Beets with Maple-Balsamic Glaze
I had fresh beets that I first cooked in my Instant Pot. Stove-top & Instant Pot directions are in the notes.
The time for this recipe assumes cooked beets.
- Prep Time: 5 minutes
- Cook Time: 10 minutes
- Total Time: 15 minutes
- Yield: 2 servings 1x
- Category: Vegetables
- Method: Skillet
- 8oz (240gr) cooked beets, cut into bite-size chunks
- 1 tbs butter
- 2 tbs maple syrup
- 2 tbs Balsamic vinegar
- 1 tsp thyme
- Sauté beets in butter until hot.
- Add remaining ingredients and heat through.

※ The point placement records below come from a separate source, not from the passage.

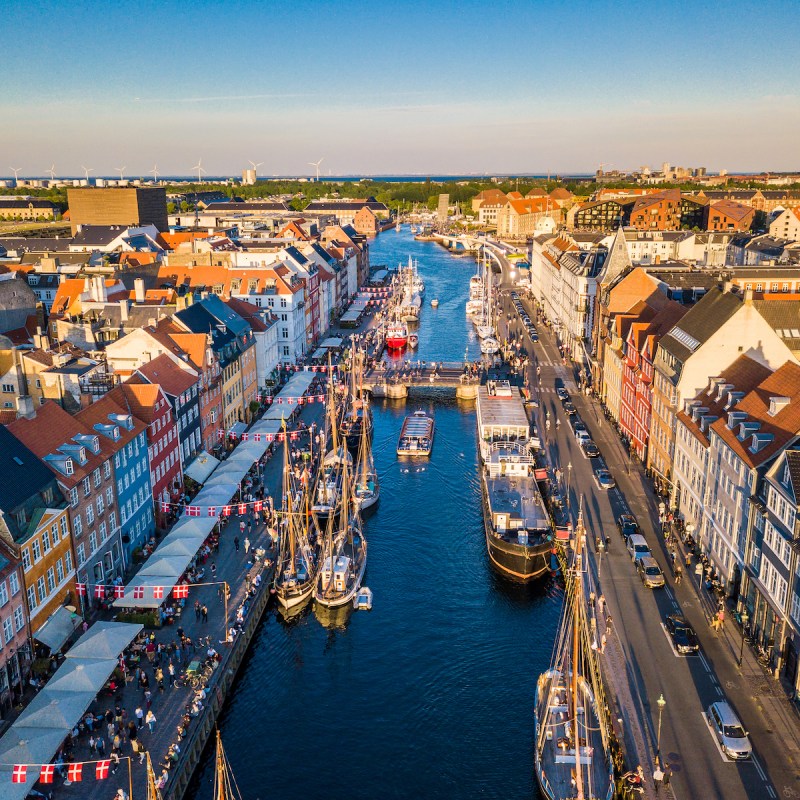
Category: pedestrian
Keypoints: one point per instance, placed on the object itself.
(658, 776)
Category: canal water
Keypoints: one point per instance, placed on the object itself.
(431, 693)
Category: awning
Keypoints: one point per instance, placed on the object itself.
(201, 467)
(43, 726)
(58, 628)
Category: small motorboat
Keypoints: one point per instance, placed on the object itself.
(363, 600)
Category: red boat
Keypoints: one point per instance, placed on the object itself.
(396, 335)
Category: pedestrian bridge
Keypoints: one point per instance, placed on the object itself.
(395, 381)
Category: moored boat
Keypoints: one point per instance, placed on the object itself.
(416, 435)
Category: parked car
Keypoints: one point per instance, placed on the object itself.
(650, 572)
(604, 479)
(627, 525)
(589, 448)
(683, 636)
(731, 735)
(638, 547)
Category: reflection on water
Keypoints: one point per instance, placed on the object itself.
(430, 694)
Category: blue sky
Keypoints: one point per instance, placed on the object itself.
(408, 87)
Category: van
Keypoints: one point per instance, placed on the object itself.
(637, 547)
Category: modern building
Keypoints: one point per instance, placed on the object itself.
(131, 206)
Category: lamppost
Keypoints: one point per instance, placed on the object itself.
(745, 619)
(661, 702)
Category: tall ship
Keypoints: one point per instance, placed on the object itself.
(572, 753)
(357, 414)
(298, 547)
(344, 554)
(519, 536)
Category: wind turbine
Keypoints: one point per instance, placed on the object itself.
(199, 167)
(316, 165)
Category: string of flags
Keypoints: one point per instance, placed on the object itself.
(45, 773)
(179, 592)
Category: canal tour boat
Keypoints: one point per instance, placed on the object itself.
(298, 547)
(344, 554)
(416, 435)
(572, 753)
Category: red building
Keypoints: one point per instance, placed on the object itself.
(149, 403)
(636, 395)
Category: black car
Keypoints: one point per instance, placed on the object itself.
(682, 635)
(590, 449)
(627, 525)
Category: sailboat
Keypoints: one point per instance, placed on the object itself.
(358, 414)
(296, 566)
(345, 554)
(225, 786)
(367, 489)
(572, 746)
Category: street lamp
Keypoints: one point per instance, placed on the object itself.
(661, 702)
(745, 619)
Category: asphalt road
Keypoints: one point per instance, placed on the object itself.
(688, 684)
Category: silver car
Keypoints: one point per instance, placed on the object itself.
(729, 731)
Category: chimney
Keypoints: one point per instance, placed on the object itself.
(25, 407)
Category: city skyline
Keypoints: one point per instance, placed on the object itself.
(442, 88)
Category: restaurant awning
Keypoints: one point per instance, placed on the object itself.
(58, 628)
(42, 727)
(201, 467)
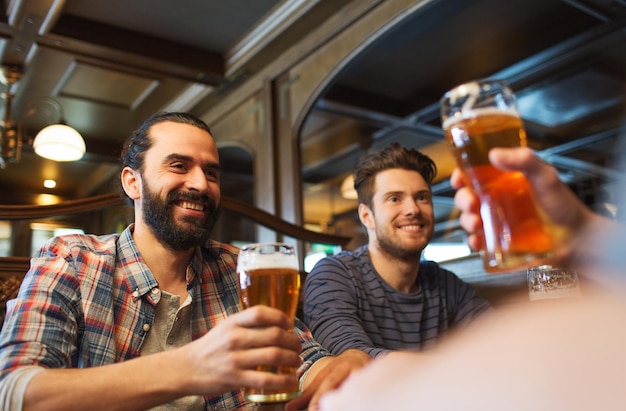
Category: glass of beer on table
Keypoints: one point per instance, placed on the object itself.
(477, 116)
(269, 275)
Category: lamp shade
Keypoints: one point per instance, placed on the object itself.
(59, 142)
(347, 188)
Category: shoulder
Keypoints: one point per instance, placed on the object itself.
(222, 254)
(435, 272)
(70, 245)
(346, 262)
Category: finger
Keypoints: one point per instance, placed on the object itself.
(242, 338)
(267, 356)
(263, 316)
(456, 179)
(466, 201)
(267, 379)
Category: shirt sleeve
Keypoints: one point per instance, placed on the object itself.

- Wash beets, cut off roots and cut beets in half or quarters to get similar sizes. Put beets on rack in Instant Pot with 1 cup of water.
- Pressure cooking time for beets that are about 2″ in diameter is 20 minutes, then quick release. Peel when cool enough to handle.
- To boil them takes 20 – 40 minutes, depending on size, until tender when pierced with a knife. Peel when cool enough to handle.
- Both of these methods are for cooking beets to be used in recipes.
- You could, of course, simply roast and eat them.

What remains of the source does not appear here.